I have an application which is running out of file descriptors, apparently by opening sockets, but I can't find out exactly what these sockets do. These appear in the lsof output as
java 9689 appuser 1010u sock 0,5 263746675 can't identify protocol
java 9689 appuser 1011u sock 0,5 263746676 can't identify protocol
java 9689 appuser 1012u sock 0,5 263746677 can't identify protocol
java 9689 appuser 1014u sock 0,5 263746678 can't identify protocol
java 9689 appuser 1015u sock 0,5 263746679 can't identify protocol
java 9689 appuser 1016u sock 0,5 263746681 can't identify protocol
and in /proc/$PID/fd as
lrwx------ 1 appuser appuser 64 Jun 23 11:49 990 -> socket:[263732085]
lrwx------ 1 appuser appuser 64 Jun 23 11:49 991 -> socket:[263732086]
lrwx------ 1 appuser appuser 64 Jun 23 11:49 992 -> socket:[263735307]
lrwx------ 1 appuser appuser 64 Jun 23 11:49 993 -> socket:[263732088]
lrwx------ 1 appuser appuser 64 Jun 23 11:49 995 -> socket:[263735308]
lrwx------ 1 appuser appuser 64 Jun 23 11:49 996 -> socket:[263735309]
lrwx------ 1 appuser appuser 64 Jun 23 11:49 997 -> socket:[263745434]
lrwx------ 1 appuser appuser 64 Jun 23 11:49 998 -> socket:[263745435]
lrwx------ 1 appuser appuser 64 Jun 23 11:49 999 -> socket:[263745436]
but there is no similar output in netstat -a
.
What are these sockets and how can I find out what they do?
Edit: I have tried running grep $SOCKET /proc/net
, as recommended in the lsof FAQ , where $SOCKET is for instance 263746679, but that gave no results either.
As background, the application is a container for multiple tasks which, amongst others, perform network calls. I need to single out the one which goes berserk, but until I find out who those sockets communicates with, I'm stuck.
This can occur if you create a socket, but never connect() or bind() with it. Your best bet may be to strace (-fF) the application, and then cross-reference with the output of lsof to determine which sockets are causing the issue. As a bonus method of debugging: if you wrap your socket calls with debugging information and write them out to /dev/null, it'll appear in strace without giving you hilariously-large log files.
Using Python, I have encountered the same problem on SSL sockets:
The solution was to unwrap the SSL layer before closing:
This closes the sockets properly in my app.
The first thing I would do is incrase if your file descriptor limit:
Next I would make sure your system is up to date, this includes all libraries and servers. Its possible that your Java application server is out of date (if you are using one). Its also a possibility that your application server is misconfigured, you should look at your configuration file and lower your
connectionTimeout
and/or yourmaxKeepAliveRequests
(I'm not sure what application server your using or if you are using one at all...).I'm not sure what this application does, but if you don't think it requires tens of thousands of sockets then this is almost certainly a "file descriptor leak" in your Java application. You may have to send a bug report to the vendor. In this bug report you should include information on how to recreate the issue.
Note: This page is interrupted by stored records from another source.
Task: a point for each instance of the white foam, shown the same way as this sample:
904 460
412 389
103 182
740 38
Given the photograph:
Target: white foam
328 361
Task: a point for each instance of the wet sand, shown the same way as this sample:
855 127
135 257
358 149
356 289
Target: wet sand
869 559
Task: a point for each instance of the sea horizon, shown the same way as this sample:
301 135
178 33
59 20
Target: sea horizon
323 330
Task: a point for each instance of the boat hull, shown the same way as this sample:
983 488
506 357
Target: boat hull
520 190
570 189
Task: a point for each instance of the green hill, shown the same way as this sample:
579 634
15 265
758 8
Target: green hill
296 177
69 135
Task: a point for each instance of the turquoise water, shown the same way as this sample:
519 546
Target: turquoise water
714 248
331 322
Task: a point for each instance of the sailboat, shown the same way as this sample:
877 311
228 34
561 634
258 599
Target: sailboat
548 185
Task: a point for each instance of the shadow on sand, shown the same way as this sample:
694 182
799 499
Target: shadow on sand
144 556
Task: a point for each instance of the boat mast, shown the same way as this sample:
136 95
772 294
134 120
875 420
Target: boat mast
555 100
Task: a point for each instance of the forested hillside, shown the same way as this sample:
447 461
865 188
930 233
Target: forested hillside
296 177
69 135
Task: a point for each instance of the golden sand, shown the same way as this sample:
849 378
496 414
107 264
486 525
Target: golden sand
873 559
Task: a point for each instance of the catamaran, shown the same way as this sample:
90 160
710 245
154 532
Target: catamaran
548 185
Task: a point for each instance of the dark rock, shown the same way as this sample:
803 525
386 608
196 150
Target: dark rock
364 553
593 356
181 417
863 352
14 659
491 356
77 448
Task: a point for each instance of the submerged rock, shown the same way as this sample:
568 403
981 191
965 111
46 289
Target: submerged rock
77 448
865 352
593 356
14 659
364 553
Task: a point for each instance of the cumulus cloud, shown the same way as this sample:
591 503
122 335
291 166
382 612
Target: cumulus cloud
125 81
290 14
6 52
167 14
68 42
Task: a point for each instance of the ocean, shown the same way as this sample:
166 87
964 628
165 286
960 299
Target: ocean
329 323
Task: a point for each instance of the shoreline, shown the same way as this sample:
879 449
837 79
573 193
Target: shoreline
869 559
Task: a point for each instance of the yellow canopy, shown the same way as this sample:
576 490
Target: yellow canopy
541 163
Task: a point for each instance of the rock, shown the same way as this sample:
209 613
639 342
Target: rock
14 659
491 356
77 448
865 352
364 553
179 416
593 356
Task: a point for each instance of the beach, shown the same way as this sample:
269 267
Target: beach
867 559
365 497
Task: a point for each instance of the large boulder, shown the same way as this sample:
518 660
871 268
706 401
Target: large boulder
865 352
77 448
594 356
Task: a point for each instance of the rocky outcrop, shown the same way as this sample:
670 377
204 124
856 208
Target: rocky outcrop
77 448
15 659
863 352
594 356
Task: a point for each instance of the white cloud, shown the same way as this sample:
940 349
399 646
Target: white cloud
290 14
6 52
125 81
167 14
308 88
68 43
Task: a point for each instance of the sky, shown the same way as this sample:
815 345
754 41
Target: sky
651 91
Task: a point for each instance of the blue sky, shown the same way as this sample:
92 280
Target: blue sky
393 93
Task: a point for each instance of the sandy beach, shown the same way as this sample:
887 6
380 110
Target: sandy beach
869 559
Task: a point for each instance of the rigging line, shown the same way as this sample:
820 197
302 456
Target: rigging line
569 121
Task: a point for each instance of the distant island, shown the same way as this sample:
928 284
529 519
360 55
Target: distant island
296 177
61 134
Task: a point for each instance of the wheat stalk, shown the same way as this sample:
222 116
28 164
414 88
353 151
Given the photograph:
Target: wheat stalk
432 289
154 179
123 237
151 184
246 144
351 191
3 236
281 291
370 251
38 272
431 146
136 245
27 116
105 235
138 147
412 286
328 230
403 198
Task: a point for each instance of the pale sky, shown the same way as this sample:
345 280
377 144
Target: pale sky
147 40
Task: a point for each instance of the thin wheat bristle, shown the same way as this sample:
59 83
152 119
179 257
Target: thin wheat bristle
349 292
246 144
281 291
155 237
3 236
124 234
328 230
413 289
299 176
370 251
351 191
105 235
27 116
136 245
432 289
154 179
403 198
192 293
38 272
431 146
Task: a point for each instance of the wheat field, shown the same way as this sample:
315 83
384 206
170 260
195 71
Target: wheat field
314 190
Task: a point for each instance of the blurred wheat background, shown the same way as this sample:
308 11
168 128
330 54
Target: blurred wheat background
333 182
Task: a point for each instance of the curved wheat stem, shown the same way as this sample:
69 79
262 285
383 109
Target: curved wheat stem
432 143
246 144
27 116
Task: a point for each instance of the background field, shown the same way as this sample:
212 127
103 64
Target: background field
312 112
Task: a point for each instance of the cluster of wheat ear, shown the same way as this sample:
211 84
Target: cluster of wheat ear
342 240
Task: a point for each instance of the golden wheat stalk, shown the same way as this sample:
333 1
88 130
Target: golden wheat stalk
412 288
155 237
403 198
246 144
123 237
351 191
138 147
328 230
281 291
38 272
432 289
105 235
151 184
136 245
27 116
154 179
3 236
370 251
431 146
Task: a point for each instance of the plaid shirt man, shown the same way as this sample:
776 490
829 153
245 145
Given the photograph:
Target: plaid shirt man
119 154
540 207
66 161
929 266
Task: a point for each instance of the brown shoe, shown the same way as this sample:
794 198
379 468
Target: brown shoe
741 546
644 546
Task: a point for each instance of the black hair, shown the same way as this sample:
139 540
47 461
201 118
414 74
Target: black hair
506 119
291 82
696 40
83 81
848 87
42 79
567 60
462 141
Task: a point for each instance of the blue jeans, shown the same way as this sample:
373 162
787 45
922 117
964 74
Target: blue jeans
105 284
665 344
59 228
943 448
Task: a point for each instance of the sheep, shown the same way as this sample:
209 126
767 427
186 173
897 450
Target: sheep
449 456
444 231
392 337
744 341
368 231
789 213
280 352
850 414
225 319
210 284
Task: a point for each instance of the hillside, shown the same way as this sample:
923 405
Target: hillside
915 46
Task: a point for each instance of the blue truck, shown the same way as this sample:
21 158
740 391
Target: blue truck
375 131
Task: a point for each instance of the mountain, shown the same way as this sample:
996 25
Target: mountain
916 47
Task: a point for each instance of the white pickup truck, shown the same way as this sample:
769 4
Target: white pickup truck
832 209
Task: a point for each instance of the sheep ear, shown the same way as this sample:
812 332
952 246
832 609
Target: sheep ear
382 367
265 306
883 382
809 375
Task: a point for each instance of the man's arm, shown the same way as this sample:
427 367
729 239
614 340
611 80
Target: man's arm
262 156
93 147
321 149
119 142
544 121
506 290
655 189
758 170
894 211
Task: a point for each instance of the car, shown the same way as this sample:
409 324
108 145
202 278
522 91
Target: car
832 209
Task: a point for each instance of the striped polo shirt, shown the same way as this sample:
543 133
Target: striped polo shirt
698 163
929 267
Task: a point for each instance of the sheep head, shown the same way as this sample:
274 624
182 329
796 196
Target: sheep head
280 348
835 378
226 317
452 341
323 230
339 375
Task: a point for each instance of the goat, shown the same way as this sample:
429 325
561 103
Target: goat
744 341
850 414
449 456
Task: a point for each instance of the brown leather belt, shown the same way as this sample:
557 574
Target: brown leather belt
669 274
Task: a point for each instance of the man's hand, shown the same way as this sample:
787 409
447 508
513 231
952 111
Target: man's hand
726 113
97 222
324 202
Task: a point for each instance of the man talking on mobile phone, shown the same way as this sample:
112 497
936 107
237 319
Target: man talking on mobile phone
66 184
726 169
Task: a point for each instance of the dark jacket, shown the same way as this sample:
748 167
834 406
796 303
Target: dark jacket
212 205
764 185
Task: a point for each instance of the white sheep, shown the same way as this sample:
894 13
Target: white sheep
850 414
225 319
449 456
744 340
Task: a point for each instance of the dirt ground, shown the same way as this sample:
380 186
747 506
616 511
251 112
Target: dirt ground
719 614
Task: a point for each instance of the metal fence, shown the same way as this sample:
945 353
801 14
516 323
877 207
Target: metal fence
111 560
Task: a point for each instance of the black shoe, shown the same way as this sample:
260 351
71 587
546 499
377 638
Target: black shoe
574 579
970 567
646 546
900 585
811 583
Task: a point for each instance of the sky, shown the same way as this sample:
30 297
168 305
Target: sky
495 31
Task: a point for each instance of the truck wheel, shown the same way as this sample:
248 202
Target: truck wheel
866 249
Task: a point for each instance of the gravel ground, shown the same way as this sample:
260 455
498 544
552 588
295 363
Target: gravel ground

Here are some ways to debug the issue.
Wireshark (or twireshark for the cli) is the best tool to see how these sockets are being used. Wireshark will give you a break down of the type of traffic being thrown over the wire. Its likely that the first few connections will succeed and then it will hit the file descriptor limit. Once the file descriptor limit is hit then Wireshark isn't going to pick up on anything (and neater is netstat for that matter), but this will help narrow down the issue. There maybe case where a lot of outgoing SYN's are being sent, however no SYN/ACKs are being received thus a lot of tcp connections are just stuck in the SYN_WAIT state.
If you have access to the source code and you know the type of sockets being created (such as using strace or just searching the code) then you can open the project in Eclipse (or another IDE) and set a break point at the function that is creating these sockets. When the breakpoint gets hit, then you can look at the stack trace. This file descriptor leak maybe a simple infinite loop or perhaps the socket timeout value is too large. Another possibility is that the java app isn't doing a
socket.close()
to clean up the connections. Doing a close is commonly done in a thefinely
block of atry/catch
(Yes a socket must always have a try/catch in Java or it won't build :). At the end of the day its likely that the Java app isn't handling its IOException's properly.